Background: Advanced gastric cancer sometimes causes macroscopic serosal change (MSC) due to direct invasion or inflammation. However, the prognostic significance of MSC remains unclear.
Methods: We retrospectively reviewed the clinical records of 1410 patients who had been diagnosed with deeper-than-pathological-T2 gastric cancer and undergone R0 gastrectomy with lymph node dissection between January 2000 and December 2012 at the National Cancer Center Hospital, Japan.

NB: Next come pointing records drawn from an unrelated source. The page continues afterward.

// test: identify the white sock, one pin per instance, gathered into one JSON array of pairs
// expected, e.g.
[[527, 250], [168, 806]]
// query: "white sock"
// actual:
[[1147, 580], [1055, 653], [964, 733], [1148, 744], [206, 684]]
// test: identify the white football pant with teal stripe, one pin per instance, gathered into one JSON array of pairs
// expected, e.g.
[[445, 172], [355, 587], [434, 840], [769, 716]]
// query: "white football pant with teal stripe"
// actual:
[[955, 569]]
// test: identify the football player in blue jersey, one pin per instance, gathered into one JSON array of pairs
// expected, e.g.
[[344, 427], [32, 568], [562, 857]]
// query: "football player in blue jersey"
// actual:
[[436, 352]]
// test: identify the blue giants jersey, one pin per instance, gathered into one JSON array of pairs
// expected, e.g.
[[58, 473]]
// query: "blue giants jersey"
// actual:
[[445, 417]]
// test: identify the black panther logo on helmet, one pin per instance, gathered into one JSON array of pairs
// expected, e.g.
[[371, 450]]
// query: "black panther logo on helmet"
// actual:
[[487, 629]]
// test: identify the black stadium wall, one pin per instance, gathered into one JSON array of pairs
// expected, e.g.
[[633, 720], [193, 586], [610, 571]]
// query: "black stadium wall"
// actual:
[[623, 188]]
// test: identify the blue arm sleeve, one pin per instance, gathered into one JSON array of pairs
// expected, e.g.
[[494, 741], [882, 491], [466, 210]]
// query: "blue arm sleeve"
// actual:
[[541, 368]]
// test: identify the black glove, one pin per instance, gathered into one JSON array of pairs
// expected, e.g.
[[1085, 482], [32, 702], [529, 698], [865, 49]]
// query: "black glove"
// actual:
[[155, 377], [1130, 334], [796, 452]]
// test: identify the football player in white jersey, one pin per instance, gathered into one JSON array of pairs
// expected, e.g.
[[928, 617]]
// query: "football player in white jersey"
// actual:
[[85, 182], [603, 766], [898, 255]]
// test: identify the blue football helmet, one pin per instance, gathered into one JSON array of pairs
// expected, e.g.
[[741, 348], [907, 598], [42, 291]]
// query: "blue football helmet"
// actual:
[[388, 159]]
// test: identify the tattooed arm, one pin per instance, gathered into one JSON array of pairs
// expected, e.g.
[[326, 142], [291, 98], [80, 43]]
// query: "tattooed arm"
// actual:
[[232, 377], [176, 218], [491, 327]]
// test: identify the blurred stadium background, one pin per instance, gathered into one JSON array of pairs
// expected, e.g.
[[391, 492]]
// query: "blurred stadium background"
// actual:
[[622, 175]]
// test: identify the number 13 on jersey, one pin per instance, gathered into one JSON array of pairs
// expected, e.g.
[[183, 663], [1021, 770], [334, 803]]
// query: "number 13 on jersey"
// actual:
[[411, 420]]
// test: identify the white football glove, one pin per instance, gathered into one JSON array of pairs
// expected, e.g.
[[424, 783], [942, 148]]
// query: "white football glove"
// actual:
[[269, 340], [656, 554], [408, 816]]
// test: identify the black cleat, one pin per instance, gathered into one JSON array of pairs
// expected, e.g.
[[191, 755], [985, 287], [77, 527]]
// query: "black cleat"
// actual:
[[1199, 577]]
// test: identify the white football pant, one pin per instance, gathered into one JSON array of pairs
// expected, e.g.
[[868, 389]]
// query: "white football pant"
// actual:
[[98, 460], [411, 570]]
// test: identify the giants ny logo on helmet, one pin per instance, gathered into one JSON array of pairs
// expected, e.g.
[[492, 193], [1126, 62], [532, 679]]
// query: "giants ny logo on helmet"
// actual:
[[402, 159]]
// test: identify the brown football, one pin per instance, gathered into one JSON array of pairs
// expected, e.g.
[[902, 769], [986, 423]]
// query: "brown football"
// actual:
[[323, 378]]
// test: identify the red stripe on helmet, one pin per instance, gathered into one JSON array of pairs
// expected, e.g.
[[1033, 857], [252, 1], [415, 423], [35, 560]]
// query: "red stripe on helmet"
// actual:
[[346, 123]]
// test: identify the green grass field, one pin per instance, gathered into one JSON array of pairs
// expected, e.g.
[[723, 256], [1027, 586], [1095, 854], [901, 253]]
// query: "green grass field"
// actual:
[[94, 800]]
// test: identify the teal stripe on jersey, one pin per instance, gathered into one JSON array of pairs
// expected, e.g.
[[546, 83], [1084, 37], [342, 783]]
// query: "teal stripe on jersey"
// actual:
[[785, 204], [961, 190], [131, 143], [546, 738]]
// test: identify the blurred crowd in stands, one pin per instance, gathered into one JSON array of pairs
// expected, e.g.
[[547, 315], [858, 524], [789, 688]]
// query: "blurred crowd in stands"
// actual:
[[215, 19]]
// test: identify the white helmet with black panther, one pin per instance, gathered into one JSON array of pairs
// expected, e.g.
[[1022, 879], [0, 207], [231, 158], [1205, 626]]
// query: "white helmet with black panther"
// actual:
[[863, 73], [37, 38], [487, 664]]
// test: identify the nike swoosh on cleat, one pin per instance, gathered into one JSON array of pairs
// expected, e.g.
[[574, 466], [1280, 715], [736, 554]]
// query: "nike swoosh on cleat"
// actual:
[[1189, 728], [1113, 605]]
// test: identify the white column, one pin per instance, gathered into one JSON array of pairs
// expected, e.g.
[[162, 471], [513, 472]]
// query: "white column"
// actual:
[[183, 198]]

Results: MSC was not found in 108 of the 506 patients with pathological T4a (21.3%), whereas it was detected in 250 of the 904 patients with pathological T2-T3 (27.7%). The sensitivity, specificity and accuracy for diagnosing pathological serosa exposed (SE) by MSC were 78.7%, 72.3% and 74.6%, respectively. The MSC-positive cases had a worse 5-year overall survival (OS) than the MSC-negative cases in pT3 (72.9% vs. 84.3%, p=0.001), pT4a (56.2% vs. 73.4%, p=0.001), pStageIIB (76.0% vs. 88.4%, p=0.005), pStageIIIA (63.4% vs. 75.6%, p=0.019), pStageIIIB (53.6% vs. 69.2%, p=0.029) and pStage IIIC (27.6% vs. 50.0%, p=0.062). A multivariate analysis showed that MSC was a significant independent predictor for the OS (hazard ratio [HR], 1.587) along with the tumor depth (HR, 7.742), nodal status (HR, 5.783) and age (HR, 2.382). Peritoneal recurrence rates were higher in the MSC-positive cases than in the MSC-negative cases at each pT stage.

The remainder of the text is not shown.